From: deiva s. <chi...@gm...> - 2009-03-10 04:00:10
|
Hi, When an header containing control characters like form feed, page eject(^L) , vertical tab(^K) etc. is canonicalized using relaxed canonicalization algorithm, vertical tab is converted to a space. But, according to the RFC, stripping/reducing the WSP, unfolding of headers etc. alone are being specified. Nothing regarding the special characters is being told. So, in that case, canonicalization shouldn't disturb the control characters ? Header passed to the canonicalization: Content-Type:*^L*multipart/alternative;*^K* boundary=^M"----=_NextPart_000_0000_JLZRZLJO.OULDWYUC" Result of relaxed canonicalization using sendmail's dkim code: content-type:multipart/alternative; boundary=^M"----=_NextPart_000_0000_JLZRZLJO.OULDWYUC" So, what is the procedure that need to be followed, when control characters are encountered?
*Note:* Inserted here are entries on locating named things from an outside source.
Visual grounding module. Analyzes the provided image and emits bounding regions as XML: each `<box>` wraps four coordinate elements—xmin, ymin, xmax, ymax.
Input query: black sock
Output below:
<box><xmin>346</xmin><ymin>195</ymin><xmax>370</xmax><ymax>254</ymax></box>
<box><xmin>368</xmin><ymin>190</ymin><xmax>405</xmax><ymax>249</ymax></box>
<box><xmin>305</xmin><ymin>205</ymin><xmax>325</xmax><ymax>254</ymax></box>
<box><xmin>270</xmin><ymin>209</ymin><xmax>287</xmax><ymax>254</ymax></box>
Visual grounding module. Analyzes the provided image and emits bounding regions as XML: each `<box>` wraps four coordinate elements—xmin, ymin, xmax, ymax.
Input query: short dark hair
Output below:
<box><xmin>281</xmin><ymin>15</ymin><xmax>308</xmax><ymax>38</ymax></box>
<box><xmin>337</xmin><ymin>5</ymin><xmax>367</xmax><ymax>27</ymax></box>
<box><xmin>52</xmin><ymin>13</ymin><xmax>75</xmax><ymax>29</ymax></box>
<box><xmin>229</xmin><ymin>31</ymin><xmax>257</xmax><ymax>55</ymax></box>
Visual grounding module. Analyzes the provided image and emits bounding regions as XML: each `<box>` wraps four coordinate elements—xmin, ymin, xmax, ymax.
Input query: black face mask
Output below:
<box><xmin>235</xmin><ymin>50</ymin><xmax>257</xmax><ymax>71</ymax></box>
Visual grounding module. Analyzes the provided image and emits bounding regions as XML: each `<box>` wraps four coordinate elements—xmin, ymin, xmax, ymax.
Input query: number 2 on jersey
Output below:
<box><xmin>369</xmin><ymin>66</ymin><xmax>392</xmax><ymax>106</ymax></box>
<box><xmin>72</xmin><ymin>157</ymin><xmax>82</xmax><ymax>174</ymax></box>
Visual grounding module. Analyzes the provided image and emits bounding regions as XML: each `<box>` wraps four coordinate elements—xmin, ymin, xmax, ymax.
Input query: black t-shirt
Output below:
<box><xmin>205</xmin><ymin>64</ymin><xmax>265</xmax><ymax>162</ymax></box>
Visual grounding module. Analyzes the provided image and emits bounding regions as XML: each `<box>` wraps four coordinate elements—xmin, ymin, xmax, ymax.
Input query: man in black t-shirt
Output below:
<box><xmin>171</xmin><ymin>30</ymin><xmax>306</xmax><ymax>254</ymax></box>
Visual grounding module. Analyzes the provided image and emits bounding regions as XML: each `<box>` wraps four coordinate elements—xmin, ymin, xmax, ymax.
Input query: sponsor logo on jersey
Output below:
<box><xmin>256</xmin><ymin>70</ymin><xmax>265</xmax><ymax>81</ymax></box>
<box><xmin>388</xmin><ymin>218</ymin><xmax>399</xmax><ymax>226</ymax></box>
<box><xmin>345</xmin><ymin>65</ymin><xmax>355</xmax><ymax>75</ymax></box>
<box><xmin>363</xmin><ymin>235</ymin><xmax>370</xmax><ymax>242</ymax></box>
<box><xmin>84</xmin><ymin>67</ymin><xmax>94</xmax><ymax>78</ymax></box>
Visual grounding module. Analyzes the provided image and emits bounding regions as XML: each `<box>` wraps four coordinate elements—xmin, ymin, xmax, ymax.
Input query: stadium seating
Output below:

Thanks, Deiva Shanmuagm |
From: Murray S. K. <ms...@se...> - 2009-03-10 04:22:55
|
On Tue, 10 Mar 2009, deiva shanmugam wrote: > When an header containing control characters like form feed, page > eject(^L) , vertical tab(^K) etc. is canonicalized using relaxed > canonicalization algorithm, vertical tab is converted to a space. ^L and ^K are illegal in headers according to RFC5322. See section 2.2. > But, according to the RFC, stripping/reducing the WSP, unfolding of headers > etc. alone are being specified. Nothing regarding the special characters is > being told. So, in that case, canonicalization shouldn't disturb the control > characters? > > Header passed to the canonicalization: > > Content-Type:*^L*multipart/alternative;*^K* > boundary=^M"----=_NextPart_000_0000_JLZRZLJO.OULDWYUC" The ^L and ^K are not allowed in headers (see above). The ^M is only allowed if it folds headers, which means it would have to be followed by whitespace (section 2.2.3). In your example, it's not. > Result of relaxed canonicalization using sendmail's dkim code: > > content-type:multipart/alternative; > boundary=^M"----=_NextPart_000_0000_JLZRZLJO.OULDWYUC" > > So, what is the procedure that need to be followed, when control > characters are encountered? It's unspecified, since the standard doesn't allow them. I imagine the MTA is using the ^L as whitespace separating the header field name from its value so it just gets dropped; it's discarding the ^K since it's not allowed; and it's keeping the ^M as the next line isn't really a new header so it must be a continuation of the one previous. |